Rand wrote Ideal in 1934. She was 29 and had been in the United States for eight years after emigrating from the Soviet Union, where her strong anti-Communist opinions had put her at risk. She was living in Los Angeles, where she had worked in Hollywood as a junior screenwriter for Cecil B. DeMille, and later in RKO Studios' wardrobe department. Ideal is one of several projects from the early days of Rand's writing career that were not published during her lifetime.
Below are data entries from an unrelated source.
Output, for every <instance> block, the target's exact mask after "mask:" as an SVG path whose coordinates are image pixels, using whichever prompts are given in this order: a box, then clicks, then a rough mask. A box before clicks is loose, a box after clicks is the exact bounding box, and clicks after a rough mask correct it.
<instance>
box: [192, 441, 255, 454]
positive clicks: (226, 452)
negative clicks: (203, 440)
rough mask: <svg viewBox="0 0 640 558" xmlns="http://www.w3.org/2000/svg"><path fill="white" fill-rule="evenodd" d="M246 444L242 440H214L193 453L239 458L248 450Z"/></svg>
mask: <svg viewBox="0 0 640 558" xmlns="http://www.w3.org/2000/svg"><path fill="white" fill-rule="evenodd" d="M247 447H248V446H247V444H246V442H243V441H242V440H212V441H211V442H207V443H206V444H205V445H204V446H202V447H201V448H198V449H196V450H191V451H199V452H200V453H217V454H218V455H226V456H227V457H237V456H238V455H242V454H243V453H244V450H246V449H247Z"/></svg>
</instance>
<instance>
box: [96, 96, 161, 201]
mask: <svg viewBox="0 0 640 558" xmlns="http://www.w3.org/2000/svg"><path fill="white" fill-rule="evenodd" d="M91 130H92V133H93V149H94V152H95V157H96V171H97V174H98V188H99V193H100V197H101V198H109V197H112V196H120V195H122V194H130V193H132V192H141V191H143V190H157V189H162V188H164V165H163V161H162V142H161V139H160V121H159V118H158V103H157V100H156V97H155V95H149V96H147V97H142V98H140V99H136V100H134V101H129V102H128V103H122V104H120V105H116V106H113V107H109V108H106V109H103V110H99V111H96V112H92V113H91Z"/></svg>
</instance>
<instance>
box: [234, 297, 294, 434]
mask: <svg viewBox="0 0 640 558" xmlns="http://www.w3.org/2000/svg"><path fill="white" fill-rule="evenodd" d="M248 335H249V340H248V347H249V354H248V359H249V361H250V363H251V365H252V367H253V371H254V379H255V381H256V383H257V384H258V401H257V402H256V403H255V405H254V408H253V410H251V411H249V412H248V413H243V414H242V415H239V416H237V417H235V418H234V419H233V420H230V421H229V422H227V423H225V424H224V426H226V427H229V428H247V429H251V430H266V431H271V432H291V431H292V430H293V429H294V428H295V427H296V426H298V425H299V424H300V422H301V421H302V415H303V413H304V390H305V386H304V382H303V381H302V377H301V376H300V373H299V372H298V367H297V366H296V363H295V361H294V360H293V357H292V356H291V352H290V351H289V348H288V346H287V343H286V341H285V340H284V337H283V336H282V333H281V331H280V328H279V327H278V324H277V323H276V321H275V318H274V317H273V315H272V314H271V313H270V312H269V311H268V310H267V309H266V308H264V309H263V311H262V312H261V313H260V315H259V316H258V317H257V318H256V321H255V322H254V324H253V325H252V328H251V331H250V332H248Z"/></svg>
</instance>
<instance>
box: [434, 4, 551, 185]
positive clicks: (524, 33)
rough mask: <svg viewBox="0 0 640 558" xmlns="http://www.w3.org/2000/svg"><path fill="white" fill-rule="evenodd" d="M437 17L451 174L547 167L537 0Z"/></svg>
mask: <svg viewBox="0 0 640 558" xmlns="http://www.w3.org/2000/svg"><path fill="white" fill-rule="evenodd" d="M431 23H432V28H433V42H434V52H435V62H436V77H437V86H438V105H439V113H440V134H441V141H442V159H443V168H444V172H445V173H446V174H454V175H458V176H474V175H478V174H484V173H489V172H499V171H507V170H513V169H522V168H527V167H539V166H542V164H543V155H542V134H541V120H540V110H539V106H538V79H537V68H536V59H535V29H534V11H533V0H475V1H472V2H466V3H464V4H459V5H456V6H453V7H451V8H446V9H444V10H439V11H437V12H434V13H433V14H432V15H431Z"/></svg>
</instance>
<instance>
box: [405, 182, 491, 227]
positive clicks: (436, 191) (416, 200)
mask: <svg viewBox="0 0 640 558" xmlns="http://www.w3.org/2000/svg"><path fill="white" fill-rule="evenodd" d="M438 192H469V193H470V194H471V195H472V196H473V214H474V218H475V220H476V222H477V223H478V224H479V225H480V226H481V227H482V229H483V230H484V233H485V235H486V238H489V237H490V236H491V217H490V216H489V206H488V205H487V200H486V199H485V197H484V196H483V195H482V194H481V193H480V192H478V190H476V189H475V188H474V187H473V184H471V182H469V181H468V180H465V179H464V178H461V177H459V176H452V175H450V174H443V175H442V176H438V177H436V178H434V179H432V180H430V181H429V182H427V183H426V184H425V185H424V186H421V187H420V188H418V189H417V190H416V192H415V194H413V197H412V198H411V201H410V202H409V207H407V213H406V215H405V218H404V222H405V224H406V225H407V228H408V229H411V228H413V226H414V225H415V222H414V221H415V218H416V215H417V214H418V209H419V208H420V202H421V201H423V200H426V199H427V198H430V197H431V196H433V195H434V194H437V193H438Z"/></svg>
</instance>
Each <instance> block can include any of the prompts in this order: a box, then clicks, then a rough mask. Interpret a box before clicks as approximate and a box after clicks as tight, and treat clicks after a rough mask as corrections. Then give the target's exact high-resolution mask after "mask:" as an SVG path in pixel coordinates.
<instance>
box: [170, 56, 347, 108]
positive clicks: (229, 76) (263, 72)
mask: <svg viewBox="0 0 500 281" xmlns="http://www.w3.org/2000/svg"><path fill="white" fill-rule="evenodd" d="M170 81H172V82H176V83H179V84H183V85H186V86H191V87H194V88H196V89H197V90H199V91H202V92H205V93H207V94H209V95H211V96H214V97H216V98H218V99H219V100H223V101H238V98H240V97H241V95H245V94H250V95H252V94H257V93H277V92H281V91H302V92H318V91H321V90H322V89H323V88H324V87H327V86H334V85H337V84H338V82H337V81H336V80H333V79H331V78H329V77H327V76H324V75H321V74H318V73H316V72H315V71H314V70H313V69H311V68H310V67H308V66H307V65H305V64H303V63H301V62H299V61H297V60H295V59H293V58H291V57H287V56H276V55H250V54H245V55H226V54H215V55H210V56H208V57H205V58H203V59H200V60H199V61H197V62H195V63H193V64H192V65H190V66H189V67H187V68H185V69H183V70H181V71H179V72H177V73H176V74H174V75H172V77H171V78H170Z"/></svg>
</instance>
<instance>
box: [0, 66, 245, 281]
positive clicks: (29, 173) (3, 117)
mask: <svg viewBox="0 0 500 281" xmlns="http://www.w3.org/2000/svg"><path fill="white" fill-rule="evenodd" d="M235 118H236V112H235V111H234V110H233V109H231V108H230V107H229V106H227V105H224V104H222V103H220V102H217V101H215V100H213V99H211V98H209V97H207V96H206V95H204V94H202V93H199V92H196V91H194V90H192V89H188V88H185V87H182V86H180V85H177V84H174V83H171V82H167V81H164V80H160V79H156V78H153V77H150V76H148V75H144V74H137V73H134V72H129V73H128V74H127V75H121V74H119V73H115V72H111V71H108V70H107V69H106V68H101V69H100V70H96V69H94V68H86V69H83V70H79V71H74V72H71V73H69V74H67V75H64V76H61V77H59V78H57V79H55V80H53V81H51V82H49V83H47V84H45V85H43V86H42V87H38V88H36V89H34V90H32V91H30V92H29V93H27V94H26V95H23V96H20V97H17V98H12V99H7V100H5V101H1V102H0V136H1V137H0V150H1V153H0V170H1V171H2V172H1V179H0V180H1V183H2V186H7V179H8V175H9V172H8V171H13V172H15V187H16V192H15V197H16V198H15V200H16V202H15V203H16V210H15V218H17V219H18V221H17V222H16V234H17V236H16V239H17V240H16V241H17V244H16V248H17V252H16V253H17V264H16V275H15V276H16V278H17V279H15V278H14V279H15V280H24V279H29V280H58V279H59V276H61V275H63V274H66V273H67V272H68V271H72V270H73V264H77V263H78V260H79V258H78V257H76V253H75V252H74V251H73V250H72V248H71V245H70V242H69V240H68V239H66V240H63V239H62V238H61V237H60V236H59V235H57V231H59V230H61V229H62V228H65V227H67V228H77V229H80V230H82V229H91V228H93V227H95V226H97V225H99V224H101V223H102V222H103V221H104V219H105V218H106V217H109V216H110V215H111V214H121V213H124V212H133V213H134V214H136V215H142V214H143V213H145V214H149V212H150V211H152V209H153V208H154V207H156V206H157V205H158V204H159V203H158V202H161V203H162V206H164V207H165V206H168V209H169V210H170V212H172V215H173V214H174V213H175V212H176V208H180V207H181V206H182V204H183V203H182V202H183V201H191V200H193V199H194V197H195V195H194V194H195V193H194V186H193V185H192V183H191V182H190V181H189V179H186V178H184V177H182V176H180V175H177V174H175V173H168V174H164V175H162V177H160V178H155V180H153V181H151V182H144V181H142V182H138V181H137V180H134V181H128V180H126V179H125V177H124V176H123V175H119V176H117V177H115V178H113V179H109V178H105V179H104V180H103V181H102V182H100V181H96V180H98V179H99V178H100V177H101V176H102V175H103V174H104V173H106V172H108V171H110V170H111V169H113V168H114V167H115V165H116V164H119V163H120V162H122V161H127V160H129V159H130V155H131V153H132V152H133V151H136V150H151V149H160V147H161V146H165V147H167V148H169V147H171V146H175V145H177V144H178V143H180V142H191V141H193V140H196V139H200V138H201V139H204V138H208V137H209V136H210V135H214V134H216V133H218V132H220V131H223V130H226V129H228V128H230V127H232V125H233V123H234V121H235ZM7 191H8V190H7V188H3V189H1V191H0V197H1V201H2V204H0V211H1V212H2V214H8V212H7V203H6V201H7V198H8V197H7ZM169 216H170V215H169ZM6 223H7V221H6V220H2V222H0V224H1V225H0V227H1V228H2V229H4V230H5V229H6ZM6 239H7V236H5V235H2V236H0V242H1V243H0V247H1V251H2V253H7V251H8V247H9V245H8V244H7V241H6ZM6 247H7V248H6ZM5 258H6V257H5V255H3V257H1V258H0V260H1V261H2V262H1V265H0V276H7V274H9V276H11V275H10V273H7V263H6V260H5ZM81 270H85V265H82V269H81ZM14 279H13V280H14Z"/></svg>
Rand rewrote Ideal as a play of the same name in 1936, but she was unable to find a producer for it. The text of the play was first published in 1984 as part of The Early Ayn Rand, an anthology of Rand's previously unpublished fiction, but this volume did not include Ideal in its novel form.

==Reception==
A review in The New York Times by critic Michiko Kakutani drew parallels with Rand's other novels, saying it displayed the negative qualities of her work, including didactic speeches by characters and "contempt for ordinary people". Kakutani says the novel is "a reminder of just how much her didactic, ideological work actually has in common with the message-minded socialist realism produced in the Soviet Union, which [Rand] left in the mid-1920s and vociferously denounced." The Guardian panned the novel as poorly written and lacking dramatic conflict. In Time, Rand biographer Anne Heller said the novel displays self-righteousness and dislike for ordinary people, but not Rand's skill at embedding ideas into interesting plots. Kirkus Reviews said it was only of interest to students of Rand's writing.